Lo avevo educato all'ascolto della musica sin da quando lo portavo in grembo, non perché volessi che seguisse le mie orme, ma perché credevo nell'alienazione dell'arte più che in qualunque altro tipo di essa.
Schopenhauer la considerava la forma più misera per allontanare la volontà, quasi imparagonabile alla compassione, che a sua volta non era minimamente possibile mettere a confronto con l'ascesi.
Io la reputavo la forma suprema di estraniazione, seppur breve, credevo fosse l'unica in grado di ridurre il carico di pesantezze che eravamo costretti a sopportare. Di certo non bastava ad eliminarlo, ma nella vita vera, e non nell'Iperuranio, non ci sarebbe riuscita nemmeno la rinuncia ad ogni forma superflua.
Continuai a suonare anche dopo che Morfeo lo aveva da tempo attirato tra le sue braccia. Mi persi nei pensieri, quali il fatto che a breve sarebbero iniziati i Mondiali, e che di conseguenza Paulo sarebbe mancato per tanto tempo, che non avevo la più pallida idea di come contattarlo, quantomeno per fargli sapere che eravamo a due passi da lui.
Per un attimo mi balenò l'idea di prendere qualche mezzo di trasporto e raggiungerlo a casa, tanto bastava googlare il suo nome per sapere dove si trovasse, ma mi parve ridicolo. Avrei potuto trovare Oriana, e non ero certa che lui le avesse parlato di tutto ciò che aveva in mente, infondo credevo che fosse rimasto un segreto tra di noi.

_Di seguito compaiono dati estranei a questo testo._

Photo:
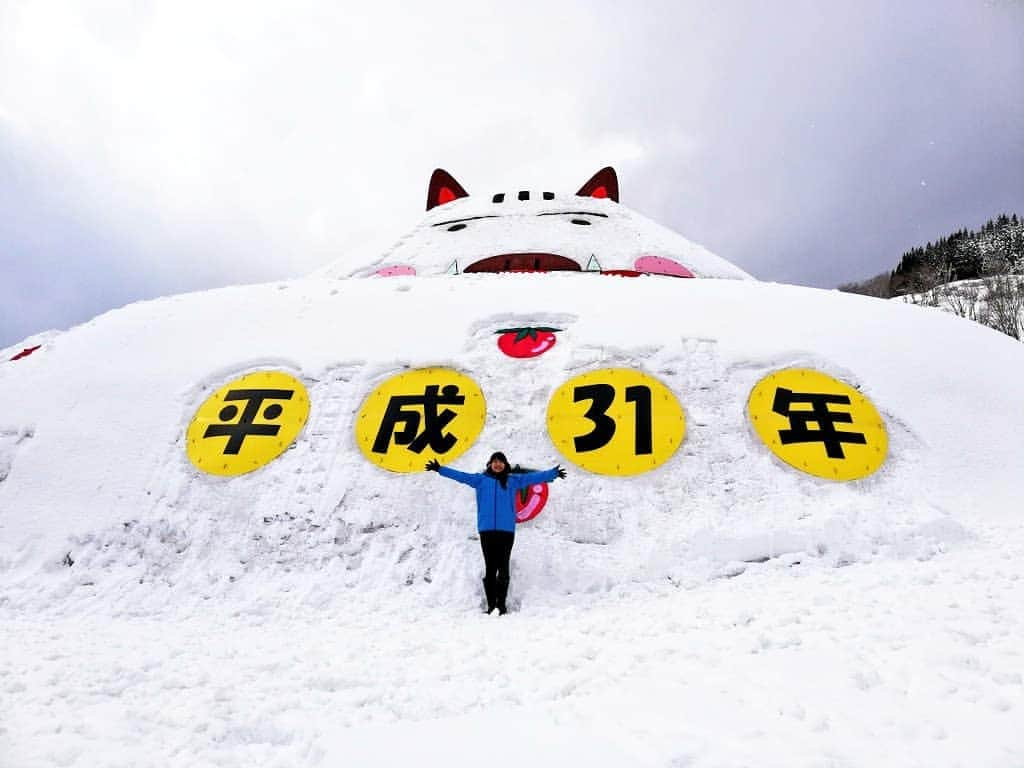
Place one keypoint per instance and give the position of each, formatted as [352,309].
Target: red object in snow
[529,501]
[623,272]
[526,342]
[26,352]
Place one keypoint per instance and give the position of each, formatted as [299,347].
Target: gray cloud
[146,152]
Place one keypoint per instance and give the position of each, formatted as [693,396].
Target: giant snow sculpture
[285,426]
[538,230]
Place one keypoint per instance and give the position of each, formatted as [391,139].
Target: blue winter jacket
[495,505]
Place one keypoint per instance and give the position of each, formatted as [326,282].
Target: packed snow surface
[723,609]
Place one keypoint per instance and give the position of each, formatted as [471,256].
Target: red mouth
[524,262]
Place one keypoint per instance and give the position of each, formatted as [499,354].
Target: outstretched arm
[466,478]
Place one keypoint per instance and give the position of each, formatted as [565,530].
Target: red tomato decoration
[26,352]
[529,501]
[526,342]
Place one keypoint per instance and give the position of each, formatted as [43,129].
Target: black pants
[497,546]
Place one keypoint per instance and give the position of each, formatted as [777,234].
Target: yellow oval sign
[247,423]
[430,413]
[615,422]
[818,424]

Sperai di no, perché avrebbe significato nascondere qualcosa d'importante alla sua ragazza, e segreti equivalevano a bugie, che ci eravamo già fin troppo permessi durante la sua storia con la Cavalieri.
Gli avevo detto che non sarei voluta ricadere negli stessi errori, eppure ero nella capitale da nemmeno tre ore e lo stavo già rifacendo.
Da Eva, 03:45:03 p.m.
"Cazzo Paulo, puoi rispondermi per favore? Non stiamo giocando qui"
Da Eva, 03:45:57 p.m.
"Puoi deludermi quante volte ti pare, ma se hai intenzione di fare del male a mio figlio con i tuoi atteggiamenti del cazzo, ti giuro, ovunque tu sia vengo a spaccarti la faccia"

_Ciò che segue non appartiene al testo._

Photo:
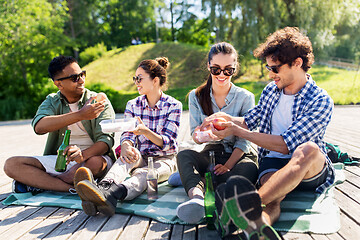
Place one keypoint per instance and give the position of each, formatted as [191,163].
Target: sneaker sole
[89,193]
[81,174]
[243,204]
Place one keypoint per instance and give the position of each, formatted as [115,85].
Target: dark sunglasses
[274,69]
[74,77]
[228,71]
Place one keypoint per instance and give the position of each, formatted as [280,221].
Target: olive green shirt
[56,104]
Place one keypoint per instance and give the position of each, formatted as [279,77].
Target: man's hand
[140,129]
[128,153]
[229,129]
[73,153]
[91,110]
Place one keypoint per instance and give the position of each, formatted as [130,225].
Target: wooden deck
[21,222]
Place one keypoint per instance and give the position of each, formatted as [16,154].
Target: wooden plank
[189,232]
[67,228]
[21,228]
[348,206]
[16,217]
[10,210]
[349,229]
[5,191]
[350,190]
[136,228]
[204,233]
[295,236]
[158,230]
[319,237]
[113,227]
[89,229]
[49,224]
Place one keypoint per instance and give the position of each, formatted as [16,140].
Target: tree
[32,34]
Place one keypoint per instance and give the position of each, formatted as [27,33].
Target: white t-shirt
[281,120]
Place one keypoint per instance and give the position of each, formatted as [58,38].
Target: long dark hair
[203,91]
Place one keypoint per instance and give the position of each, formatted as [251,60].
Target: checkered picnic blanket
[300,211]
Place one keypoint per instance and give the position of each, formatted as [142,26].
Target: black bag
[335,155]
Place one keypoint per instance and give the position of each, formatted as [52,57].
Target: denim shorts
[268,165]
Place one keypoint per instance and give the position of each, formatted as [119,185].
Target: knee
[183,156]
[10,165]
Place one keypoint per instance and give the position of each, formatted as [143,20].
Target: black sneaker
[104,196]
[243,205]
[84,173]
[18,187]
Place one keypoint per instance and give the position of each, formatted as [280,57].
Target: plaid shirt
[311,113]
[163,119]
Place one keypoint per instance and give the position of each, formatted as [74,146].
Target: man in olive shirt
[73,107]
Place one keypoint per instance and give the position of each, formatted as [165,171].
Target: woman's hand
[202,136]
[73,153]
[128,153]
[140,129]
[220,169]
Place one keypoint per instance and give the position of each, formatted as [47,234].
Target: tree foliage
[31,34]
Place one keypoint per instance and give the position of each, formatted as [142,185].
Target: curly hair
[156,68]
[286,45]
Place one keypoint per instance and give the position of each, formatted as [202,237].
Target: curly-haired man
[291,118]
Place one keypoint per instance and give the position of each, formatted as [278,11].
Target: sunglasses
[137,79]
[274,69]
[74,77]
[228,71]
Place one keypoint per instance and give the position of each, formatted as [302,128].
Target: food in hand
[216,122]
[100,97]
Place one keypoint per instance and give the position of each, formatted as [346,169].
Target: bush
[92,53]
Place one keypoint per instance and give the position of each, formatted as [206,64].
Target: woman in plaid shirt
[155,136]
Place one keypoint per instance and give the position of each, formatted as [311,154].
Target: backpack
[335,155]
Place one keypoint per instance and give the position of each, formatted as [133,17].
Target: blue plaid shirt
[163,119]
[311,113]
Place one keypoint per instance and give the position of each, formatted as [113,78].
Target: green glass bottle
[60,165]
[209,201]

Non avrei voluto arrivare a tanto, se fosse dipeso soltanto da me lo avrei archiviato come le numerose volte precedenti, seppur molte decise dalla sottoscritta. Di certo mi avrebbe fatto sentire triste, sola, abbandonata, ma la sua vicinanza mi sarebbe mancata per non più di qualche giorno.

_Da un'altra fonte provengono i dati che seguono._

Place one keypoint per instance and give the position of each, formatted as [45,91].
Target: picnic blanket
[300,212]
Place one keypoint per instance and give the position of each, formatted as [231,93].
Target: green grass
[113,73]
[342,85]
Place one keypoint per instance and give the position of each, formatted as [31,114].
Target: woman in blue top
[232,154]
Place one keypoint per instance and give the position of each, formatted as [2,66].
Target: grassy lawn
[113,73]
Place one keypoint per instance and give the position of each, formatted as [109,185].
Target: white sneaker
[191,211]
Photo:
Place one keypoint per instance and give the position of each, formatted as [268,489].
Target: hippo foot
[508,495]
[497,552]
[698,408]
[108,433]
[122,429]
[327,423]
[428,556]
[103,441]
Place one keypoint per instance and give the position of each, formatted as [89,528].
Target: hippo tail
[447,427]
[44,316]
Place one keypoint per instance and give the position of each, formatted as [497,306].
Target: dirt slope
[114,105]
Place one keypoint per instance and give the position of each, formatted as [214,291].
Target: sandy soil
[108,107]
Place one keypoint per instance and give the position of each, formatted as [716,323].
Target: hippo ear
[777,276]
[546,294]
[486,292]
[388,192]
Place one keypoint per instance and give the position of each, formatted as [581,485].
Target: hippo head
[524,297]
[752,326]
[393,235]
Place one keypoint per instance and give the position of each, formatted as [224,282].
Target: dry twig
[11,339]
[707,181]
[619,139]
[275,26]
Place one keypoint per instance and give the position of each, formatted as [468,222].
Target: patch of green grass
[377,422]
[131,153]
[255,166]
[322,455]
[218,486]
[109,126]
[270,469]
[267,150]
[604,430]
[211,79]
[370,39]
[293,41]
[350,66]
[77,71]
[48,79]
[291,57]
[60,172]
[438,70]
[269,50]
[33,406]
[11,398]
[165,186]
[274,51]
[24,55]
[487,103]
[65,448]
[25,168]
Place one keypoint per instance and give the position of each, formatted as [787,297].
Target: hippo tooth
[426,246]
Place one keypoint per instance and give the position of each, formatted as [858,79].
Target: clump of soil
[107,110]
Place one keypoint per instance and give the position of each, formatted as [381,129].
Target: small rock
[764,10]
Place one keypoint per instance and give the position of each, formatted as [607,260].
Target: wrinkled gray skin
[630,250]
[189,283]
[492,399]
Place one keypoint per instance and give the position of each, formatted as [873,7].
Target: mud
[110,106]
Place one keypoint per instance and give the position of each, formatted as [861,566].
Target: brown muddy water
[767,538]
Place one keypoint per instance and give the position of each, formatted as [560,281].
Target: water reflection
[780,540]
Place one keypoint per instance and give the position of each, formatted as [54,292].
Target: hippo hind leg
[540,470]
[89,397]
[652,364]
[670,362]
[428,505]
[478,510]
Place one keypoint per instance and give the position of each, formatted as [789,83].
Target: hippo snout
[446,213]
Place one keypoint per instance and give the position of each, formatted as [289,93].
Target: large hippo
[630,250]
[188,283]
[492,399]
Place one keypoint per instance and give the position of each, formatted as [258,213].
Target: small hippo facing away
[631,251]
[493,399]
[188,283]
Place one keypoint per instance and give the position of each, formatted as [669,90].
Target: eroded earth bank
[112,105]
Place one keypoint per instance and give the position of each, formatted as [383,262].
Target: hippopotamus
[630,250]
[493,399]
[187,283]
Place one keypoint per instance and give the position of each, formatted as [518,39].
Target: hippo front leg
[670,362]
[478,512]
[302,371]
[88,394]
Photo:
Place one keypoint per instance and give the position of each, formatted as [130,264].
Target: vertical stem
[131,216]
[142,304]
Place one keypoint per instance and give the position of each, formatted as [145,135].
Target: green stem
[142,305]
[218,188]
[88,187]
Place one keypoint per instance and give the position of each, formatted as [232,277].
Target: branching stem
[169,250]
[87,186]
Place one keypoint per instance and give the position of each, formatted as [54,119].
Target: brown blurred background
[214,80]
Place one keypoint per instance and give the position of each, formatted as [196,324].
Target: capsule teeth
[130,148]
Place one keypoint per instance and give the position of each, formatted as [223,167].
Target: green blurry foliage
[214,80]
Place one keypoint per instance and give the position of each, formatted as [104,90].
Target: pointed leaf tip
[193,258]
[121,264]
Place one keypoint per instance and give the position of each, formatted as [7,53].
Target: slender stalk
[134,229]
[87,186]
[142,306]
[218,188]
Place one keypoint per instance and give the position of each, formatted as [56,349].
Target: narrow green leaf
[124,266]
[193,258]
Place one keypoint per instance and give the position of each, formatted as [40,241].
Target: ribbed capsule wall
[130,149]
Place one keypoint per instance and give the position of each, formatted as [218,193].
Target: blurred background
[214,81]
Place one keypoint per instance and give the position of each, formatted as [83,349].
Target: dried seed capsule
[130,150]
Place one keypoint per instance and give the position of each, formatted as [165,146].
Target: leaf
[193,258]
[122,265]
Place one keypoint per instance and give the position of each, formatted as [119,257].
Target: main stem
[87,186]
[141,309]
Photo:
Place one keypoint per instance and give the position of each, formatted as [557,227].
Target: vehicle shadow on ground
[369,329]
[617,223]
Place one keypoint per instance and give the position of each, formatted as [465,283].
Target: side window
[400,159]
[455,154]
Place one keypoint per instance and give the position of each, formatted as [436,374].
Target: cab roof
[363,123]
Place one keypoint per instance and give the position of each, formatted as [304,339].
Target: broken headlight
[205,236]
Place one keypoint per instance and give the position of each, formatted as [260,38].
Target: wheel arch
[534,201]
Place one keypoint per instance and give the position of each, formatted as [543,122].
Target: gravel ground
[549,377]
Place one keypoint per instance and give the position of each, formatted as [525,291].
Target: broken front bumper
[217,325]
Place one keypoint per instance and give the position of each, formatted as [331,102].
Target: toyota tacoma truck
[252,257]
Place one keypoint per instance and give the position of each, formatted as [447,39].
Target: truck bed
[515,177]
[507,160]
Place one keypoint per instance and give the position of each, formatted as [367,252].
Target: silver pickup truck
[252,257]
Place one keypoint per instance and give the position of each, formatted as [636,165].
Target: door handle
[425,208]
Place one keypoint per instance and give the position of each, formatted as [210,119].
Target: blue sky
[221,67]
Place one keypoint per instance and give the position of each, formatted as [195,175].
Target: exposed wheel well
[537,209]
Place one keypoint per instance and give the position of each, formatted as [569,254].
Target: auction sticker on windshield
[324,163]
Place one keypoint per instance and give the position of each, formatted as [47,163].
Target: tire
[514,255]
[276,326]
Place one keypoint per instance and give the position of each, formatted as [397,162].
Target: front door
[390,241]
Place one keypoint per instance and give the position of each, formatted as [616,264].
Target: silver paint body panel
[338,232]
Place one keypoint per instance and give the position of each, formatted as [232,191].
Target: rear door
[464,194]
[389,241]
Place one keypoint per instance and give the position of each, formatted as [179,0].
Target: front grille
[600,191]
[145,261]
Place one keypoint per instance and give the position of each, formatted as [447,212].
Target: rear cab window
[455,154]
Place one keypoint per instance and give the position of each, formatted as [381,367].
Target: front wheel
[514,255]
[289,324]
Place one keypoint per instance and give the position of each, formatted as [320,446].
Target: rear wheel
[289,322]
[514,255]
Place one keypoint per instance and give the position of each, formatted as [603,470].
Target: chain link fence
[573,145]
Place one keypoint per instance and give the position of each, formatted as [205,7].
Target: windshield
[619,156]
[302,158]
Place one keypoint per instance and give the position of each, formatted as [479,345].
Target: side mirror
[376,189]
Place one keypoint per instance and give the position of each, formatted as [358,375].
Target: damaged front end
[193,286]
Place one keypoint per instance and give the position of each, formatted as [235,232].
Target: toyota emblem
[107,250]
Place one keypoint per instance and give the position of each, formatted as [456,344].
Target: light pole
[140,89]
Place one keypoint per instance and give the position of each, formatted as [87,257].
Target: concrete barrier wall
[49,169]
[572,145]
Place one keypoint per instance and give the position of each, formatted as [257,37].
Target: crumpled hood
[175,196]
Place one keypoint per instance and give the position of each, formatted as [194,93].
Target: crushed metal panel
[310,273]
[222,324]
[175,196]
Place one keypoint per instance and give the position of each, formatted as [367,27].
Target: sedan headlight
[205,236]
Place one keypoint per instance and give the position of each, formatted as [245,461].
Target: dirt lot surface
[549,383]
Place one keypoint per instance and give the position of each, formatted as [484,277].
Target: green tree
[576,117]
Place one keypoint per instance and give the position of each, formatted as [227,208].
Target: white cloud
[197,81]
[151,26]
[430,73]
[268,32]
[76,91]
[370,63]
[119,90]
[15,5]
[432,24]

Ero stata diverse volte tentata di guidare Paulino verso la stessa via, ma era un bambino sensibile, ciò che aveva subito lo aveva reso fragile. Spesso mi capitava di pensare a quando sarebbe arrivata la festa del papà, all'asilo avrebbero iniziato a fare i lavoretti, e lui mi avrebbe chiesto dove fosse il suo di papà. Cosa gli avrei detto?
Probabilmente nemmeno sapeva dell'esistenza di una secondo genitore, non perché lo pensassi stolto, ma perché la sua prima parola era stata "mamma", e in quei tre anni il vocabolo "papà" non era mai uscito dalla sua boccuccia.
Dybala sarebbe potuto essere la figura maschile che gli mancava, di fatto lo era da tempo già diventato, dato che veniva cercato dal piccolo in ogni dove e in ogni momento.
Pensai a quando sarebbe cresciuto, a chi avrebbe scelto tra noi due quando avrebbe avuto necessità di comunicare cambiamenti importanti nella sua vita, come l'aver perso la verginità o l'aver fumato la prima canna.
Non volevo essere l'unica opzione disponibile.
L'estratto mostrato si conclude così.